Kasia Nosowska o dojrzałości. „Liczę życie na nowo dopiero od siedmiu lat”. Z artystką rozmawiamy w kontekście nowej kampanii Zalando

Katarzyna Nosowska (Fot. materiały prasowe Zalando)
Katarzyna Nosowska (Fot. materiały prasowe Zalando)
W „Powrocie z Bambuko” ślubowała wierność samej sobie. Dziś w kampanii Zalando przekonuje: „Najlepiej Ci w byciu sobą”. To ta sama narracja, w której Kasia Nosowska konsekwentnie od lat opowiada o samej sobie. Choć przyznaje, że dojrzała czuje się od niedawna. Rozmawiamy o tym w kontekście raportu, w którym Zalando zapytało Polki, jak to z tą dojrzałością jest.

Marta Kowalska: W całej tej klepsydrze czasu zdarzało Ci się myśleć, że ta cała „dojrzałość” to już jest ten moment, właśnie to konkretne ziarenko piasku? „O, przeleciało – egzamin maturalny zdany, dowód odebrany, za chwilę: mieszkanie kupione, rodzina założona”. Teraz już z głowy?

Kasia Nosowska: Do 45. roku życia pozostawałam w pewnego rodzaju iluzji na temat własnej dojrzałości. Niby odhaczałam te wszystkie elementy świadczące o dorosłości i wydawało mi się, że dorosła jestem, a jednak okazało się, że udawałam. Na najgłębszym poziomie byłam zamkniętym w ciele dorosłej dzieckiem.

Do czasu…

Właściwie liczę życie na nowo od siedmiu lat. Sprowokowana okolicznościami zewnętrznymi decyzja o wzięciu pełni odpowiedzialności za własne życie doprowadziła mnie do momentu w teraźniejszości, gdy szczerze mogę określić siebie jako osobę dojrzałą. Muszę powiedzieć, że lekkość jaką odczuwam pozbywszy się ogromnej ich ilości jest bezcenna.

Czy masz poczucie, że szczególnie kobiety wciąż podlegają temu prawu dzielenia życia na etapy niedojrzałości, dojrzałości, starości? Miesiączka, menopauza – tzw. okoliczności przyrody wyznaczają granice tego, co już możemy, co jeszcze możemy, a co już nie będzie możliwe. Jest glejt, jest pieczątka, czasem nawet od lekarza – kto by z tym dyskutował? Językowo, też trochę jest z nami jak w leksykonach botanicznych – przekwitamy, brrr. Drzesz te „papiery” dojrzałości?

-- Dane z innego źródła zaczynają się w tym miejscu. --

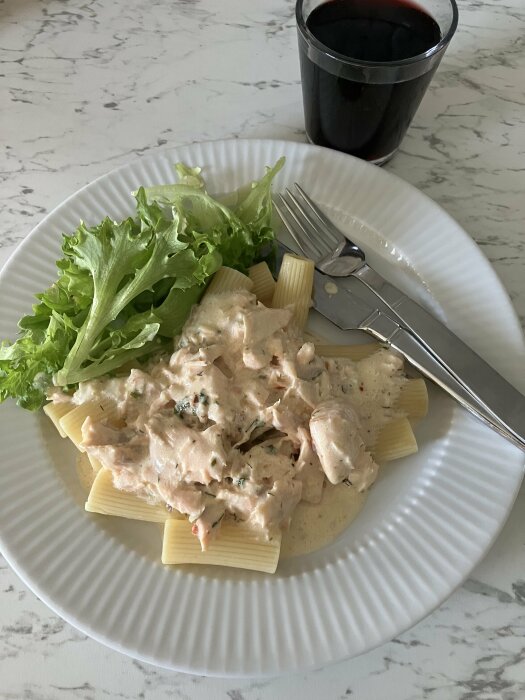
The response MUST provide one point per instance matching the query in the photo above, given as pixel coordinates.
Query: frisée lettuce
(125, 288)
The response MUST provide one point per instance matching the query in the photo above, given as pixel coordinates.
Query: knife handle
(501, 399)
(386, 330)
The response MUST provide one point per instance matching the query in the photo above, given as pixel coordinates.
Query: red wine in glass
(367, 116)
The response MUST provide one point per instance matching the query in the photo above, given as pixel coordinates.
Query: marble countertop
(88, 85)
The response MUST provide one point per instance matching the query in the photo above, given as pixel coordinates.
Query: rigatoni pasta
(226, 279)
(294, 287)
(237, 544)
(263, 282)
(237, 547)
(105, 499)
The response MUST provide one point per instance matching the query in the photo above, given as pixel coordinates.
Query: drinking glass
(361, 85)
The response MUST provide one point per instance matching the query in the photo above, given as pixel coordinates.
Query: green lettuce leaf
(125, 288)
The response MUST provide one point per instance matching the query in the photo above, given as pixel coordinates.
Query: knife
(501, 400)
(349, 312)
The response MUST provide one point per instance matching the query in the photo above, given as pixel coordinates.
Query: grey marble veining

Z całą mocą dotarło do mnie, że w ogóle jako ludzie żyjemy według odgórnie narzucanych zasad. Na nasze poczucie JA, składa się wstrząsająca ilość przekonań, z których przeważająca większość została nam zaimplementowana i nigdy nie przeszła wewnętrznej kontroli jakości. Obecnie zajmuję się studiami nad własnymi przekonaniami, sprawdzam każde jedno, szukam źródła ich pochodzenia i uczciwie odpowiadam na pytanie: „Czy to naprawdę jest moje i o mnie?”.

Zobacz, jak to jest. Raz byłyśmy na coś za młode, innym razem od kogoś słyszałyśmy: „Nie bądź dziecinna”. Potem coraz częściej coś „nie wypadało”. Nawet nie orientujemy się, kiedy pojawia się poczucie, że na coś jesteśmy za stare.

Ponownie wrócę do kwestii wzięcia realnej odpowiedzialności za własne, cenne życie. Większość życia przepędziłam w swoistym przykurczu, nieprawdzie, dybach zewnętrznych oczekiwań, nakazów i zakazów. Nie odniosłam z tej postawy żadnej korzyści, nie wzrosłam do pełni swojego potencjału, wręcz przeciwnie. Dziś wiem, że taki wzorzec się po prostu nie opyla. Nasze bezdyskusyjne zwycięstwo w wyścigu plemników do matczynego jaja w moim odczuciu zobowiązuje nas do przeżycia własnego życia, wyrażenia siebie w prawdzie, zamiast dożycia go, nie bacząc na jakość, bez szacunku i miłości do siebie samych.

Czyli lepiej nie podkręcać sobie tempa znanym: „Kiedy, jak nie teraz?”. Bo może właśnie nie trzeba teraz? Odkładasz nadal „kiedyś” na „kiedyś”?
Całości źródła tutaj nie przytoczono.